Oia, kebetulan, pas saat saya nulis ini tanpa diminta, tanpa diundang, teman saya Halimah. Perempuan imut kayak marmut ini tiba-tiba SMS saya, isinya, "Aku juga udah baca Kemoceng (baca; Buku geng kemoceng). Setelah selesai membacanya, Aku bersyukur banget ma Allah. ternyata, ada segerombolan cewek yang lebih edan dari aku, si cewek semelekete ini. Alhamdulillah...." Tulisnya bangga karna predikat perempuan edan-nya secara otomatis gugur. Heran saya sama perempuan satu ini. Sebenarnya kebetulan ini bisa saya ceritakan histori-nya, pernah suatu kali, saya membaca buku geng kemoceng dan tertawa terbahak-bahak di sampingnya. Mungkin penasaran, dia ahirnya pinjam buku tersebut. Note: buku genk komoceng adalah milik Sinta (Teman sekontrakan Halimah). Jadi, setelah saya pinjam, ganti Halimah yang pinjam. Gak tahu besok siapa lagi yang mau pinjam. Mungkin pak RT juga mau pinjam. Nasib seorang anak perantauan. #Hiks
Tapi saya berniat beli buku keduanya Ade, "Cewek Katropolitan". Sekali lagi beli, bukan pinjam.

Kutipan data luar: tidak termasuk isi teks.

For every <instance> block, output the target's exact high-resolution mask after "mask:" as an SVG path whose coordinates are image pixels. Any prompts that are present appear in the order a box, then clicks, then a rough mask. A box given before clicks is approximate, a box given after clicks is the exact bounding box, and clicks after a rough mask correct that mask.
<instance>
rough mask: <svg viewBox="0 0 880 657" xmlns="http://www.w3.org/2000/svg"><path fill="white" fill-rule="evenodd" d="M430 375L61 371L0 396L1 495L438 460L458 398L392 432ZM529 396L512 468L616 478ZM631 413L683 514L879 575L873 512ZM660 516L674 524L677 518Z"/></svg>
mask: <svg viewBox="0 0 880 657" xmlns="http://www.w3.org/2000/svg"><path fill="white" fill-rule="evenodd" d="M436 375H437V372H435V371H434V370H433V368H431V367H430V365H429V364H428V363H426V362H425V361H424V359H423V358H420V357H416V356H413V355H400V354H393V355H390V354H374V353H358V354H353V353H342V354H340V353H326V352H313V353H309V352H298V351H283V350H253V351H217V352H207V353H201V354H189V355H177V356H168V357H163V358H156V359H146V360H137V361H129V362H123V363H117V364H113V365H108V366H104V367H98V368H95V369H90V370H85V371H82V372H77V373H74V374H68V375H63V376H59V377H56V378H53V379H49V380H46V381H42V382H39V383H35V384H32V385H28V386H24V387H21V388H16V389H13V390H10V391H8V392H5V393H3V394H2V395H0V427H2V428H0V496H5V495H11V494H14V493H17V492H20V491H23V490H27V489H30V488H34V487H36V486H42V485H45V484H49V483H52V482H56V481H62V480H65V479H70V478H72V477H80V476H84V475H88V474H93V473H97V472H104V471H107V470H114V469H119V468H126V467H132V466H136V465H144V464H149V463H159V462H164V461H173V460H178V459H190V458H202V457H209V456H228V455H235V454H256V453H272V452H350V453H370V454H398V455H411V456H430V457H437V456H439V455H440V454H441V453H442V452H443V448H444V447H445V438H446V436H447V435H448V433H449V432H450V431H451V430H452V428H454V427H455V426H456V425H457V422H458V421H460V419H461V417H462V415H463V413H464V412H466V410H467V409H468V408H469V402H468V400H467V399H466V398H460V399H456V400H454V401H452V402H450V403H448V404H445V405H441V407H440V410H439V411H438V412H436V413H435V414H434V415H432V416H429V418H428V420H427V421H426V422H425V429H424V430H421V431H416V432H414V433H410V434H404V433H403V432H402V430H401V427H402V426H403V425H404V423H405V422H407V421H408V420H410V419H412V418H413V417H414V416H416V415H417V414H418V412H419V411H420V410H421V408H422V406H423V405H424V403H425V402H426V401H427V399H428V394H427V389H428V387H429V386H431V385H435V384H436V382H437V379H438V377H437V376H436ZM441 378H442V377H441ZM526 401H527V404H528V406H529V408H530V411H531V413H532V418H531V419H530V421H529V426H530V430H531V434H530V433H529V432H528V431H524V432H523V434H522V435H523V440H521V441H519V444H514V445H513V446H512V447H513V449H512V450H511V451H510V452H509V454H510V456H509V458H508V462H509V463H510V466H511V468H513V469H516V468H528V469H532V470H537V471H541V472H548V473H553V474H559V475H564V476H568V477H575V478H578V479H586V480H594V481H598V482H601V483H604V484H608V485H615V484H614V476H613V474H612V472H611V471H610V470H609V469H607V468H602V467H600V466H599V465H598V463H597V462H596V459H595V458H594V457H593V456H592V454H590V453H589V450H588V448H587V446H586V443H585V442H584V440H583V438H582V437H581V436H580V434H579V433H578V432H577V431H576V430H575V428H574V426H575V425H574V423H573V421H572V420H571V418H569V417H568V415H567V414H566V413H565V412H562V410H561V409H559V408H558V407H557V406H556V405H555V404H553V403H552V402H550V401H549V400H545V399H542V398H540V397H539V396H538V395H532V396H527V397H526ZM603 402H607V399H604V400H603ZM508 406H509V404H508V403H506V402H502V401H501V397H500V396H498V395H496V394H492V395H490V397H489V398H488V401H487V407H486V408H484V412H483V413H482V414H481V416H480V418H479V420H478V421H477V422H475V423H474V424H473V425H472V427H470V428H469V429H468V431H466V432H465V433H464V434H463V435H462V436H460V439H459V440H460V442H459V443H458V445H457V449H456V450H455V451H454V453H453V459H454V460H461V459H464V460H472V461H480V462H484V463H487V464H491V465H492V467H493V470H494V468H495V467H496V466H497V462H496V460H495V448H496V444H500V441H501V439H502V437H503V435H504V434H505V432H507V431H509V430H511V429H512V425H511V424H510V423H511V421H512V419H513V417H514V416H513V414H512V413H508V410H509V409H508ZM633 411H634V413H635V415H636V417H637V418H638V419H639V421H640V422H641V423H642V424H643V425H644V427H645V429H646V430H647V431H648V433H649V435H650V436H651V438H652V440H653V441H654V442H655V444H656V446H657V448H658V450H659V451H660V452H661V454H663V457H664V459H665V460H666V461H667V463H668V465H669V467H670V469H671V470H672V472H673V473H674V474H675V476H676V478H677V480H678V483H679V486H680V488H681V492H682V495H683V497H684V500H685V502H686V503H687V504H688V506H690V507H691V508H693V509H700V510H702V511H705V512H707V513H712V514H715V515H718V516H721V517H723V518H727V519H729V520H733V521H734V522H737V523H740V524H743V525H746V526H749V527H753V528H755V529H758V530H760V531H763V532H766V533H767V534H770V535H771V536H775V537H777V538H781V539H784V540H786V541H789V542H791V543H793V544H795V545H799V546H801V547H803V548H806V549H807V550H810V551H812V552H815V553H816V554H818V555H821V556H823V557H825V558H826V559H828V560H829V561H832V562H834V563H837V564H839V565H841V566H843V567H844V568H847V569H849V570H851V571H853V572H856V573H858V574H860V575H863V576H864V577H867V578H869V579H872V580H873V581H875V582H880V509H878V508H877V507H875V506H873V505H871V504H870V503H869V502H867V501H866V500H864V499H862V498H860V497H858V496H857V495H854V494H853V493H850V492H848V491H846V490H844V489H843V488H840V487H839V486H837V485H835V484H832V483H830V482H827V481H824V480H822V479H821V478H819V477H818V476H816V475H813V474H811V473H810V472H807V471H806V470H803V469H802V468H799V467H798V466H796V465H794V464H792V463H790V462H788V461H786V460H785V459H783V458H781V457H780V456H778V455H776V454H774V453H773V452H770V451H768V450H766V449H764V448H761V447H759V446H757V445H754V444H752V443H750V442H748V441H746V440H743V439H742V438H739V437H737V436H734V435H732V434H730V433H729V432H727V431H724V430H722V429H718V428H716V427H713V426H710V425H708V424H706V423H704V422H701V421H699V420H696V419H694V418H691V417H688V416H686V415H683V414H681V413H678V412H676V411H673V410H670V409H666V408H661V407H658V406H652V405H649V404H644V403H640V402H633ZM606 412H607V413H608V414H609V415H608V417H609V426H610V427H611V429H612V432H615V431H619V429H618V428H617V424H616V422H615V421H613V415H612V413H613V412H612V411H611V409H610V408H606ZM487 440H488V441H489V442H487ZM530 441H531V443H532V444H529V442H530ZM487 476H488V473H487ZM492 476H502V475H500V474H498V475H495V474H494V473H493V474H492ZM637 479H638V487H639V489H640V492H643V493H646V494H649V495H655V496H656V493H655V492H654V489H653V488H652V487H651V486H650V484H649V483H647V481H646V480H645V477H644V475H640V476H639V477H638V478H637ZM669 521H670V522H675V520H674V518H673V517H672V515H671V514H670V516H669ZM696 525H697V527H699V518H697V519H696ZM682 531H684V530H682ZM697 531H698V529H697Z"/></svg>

Gaya menulis bagi saya, sebenarnya tergantung genre tulisan. Kalau kita sedang nulis Artikel, tidak mungkin kan, kita pakek kata Gue-Loe. Berbeda dengan tulisan bebas; namanya juga bebas. Mau pakek Inyong, be'en,kowe, ana terserah anda.

Tapi gaya penulisan tidak hanya sebatas pengunaan diksi saja, Alur-setting-cara membuat konflik cerita juga bisa membedakan karakter penulis satu dengan penulis lainnya.

Terkadang, menjadi orang lain, membuat saya rindu pada diri saya sendiri. Tapi memang saya butuh memiliki rindu itu. 

Tips Menyamar:

Ganti nama, menyamarkan diri.
Pakai topeng, menyamarkan diri.
Operasi wajah, menyamarkan diri.
Pakai helm, menyamarkan diri.
Dan terahir, jadi bunglon, menyamarkan diri.



Seperti berkendara, Kadang dengan dibelakang, saya belajar untuk percaya pada orang yang di depan.

Kadang saya juga ingin punya jengot, seperti peppy.